NEW YORK — A designer's sketch can be as artful and expressive as the actual outfit it portrays.
"Fashion Illustration by Fashion Designers," a new book by Laird Borrelli, drives home the notion. Borrelli assembled some of the most creative illustrations by 50 designers, the result of which is like a colorful candy box filled with lively drawings. Some sketches are more polished, others are raw and almost primitive. Nevertheless, all submissions are full of character and emotion, revealing as much about the clothes as the personal nature of the creatives behind them.
"It doesn't have to be about the dress so much, but about personal expression of their hand on the paper," Borrelli, who is also senior features editor at Style.com, said. "No one ever gets to see these drawings, since they are not really intended for public view."
This is Borrelli's fifth book, and her third on illustration. She previously authored "Fashion Illustration Now" and "Fashion Illustration Next," which were compilations of works by professional illustrators. Her new tome, published by Chronicle Books and out in bookstores in mid-March, focuses on designers who still sketch their creations.
Over the past few months, Borrelli sent out letters asking designers to draw. After editing the entries, she ended up with works from more than 50, including Christian Lacroix, Karl Lagerfeld, Michael Vollbracht, Terexov, Antonio Berardi, Bruno Frisoni, Susan Cianciolo and Zac Posen.
In the research process, the author made an effort to not be too New York-centric. The book includes big names and lesser-known ones from Russia, the Netherlands, Belgium, Israel and Argentina, including Aitor Throup, Bas Kosters, Jens Laugesen and Molly Grad.
While some designers supplied older illustrations, "the intention was not to make it too much like a retrospective," Borrelli said. Finding suitable designers proved to be more difficult than one would think. "Not all designers draw, so it was quite a challenge to figure out who does," she said.
From Badgley Mischka's glamour girl to Denis Simachëv's wild Russian men, the drawings are expressive, which attracted Borrelli to the genre.

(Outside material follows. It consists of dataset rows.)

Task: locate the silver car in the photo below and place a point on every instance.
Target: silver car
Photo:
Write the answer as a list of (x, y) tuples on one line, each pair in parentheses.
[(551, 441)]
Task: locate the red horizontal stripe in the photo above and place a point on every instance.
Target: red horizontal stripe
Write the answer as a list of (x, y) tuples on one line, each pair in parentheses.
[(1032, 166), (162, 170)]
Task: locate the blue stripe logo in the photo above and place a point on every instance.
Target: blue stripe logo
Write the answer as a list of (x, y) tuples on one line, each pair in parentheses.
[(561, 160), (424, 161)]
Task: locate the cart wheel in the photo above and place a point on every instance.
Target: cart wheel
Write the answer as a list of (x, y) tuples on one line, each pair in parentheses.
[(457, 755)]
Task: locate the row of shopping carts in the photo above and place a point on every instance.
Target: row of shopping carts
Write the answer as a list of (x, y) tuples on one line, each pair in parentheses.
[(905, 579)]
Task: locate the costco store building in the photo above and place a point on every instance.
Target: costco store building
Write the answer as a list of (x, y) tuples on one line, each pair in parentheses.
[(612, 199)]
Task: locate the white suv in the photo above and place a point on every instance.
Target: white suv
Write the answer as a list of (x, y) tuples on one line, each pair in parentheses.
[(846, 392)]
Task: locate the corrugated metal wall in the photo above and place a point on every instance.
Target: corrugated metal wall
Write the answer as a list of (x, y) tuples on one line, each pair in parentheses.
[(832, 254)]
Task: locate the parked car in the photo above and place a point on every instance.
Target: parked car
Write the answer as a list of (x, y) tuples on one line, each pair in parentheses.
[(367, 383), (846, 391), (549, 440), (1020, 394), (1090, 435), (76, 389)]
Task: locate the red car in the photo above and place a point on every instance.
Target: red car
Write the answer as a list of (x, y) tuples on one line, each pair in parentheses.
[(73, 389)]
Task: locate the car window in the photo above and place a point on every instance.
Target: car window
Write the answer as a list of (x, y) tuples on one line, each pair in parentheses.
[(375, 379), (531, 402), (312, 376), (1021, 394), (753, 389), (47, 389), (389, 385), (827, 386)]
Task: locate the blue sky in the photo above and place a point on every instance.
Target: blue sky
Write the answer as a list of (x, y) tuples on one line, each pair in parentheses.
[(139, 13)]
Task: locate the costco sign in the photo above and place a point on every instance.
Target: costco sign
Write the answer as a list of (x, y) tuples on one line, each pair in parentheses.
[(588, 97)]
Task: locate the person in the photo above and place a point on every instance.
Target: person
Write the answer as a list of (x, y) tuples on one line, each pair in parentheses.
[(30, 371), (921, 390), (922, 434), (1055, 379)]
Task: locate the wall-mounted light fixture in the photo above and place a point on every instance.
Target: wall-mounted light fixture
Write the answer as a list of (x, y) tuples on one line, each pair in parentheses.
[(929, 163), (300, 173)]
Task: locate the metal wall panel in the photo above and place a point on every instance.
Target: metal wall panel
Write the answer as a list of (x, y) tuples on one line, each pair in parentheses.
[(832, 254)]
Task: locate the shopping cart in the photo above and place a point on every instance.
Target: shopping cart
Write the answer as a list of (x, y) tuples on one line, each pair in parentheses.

"A photo is more prose, and an illustration is more like fiction," Borrelli said. "When you look at a photograph, you might be aware of season, the photographer and the model. With a drawing, the designers tell a story of something that may exist in real life, without too many facts getting in the way."The author also interviewed the featured designers about their views on sketching designs. Borrelli said during the interviews, many designers referenced the same idols of illustration.
"The drawings of Yves Saint Laurent himself and Antonio Lopez had an indelible effect," Borrelli said. "Their names came up most frequently. Almost all designers pointed to those as being influential and iconic to them."
Borrelli is already on to her next project. She is working on a book on the cocktail dress, expected to be published by HarperCollins in spring 2009.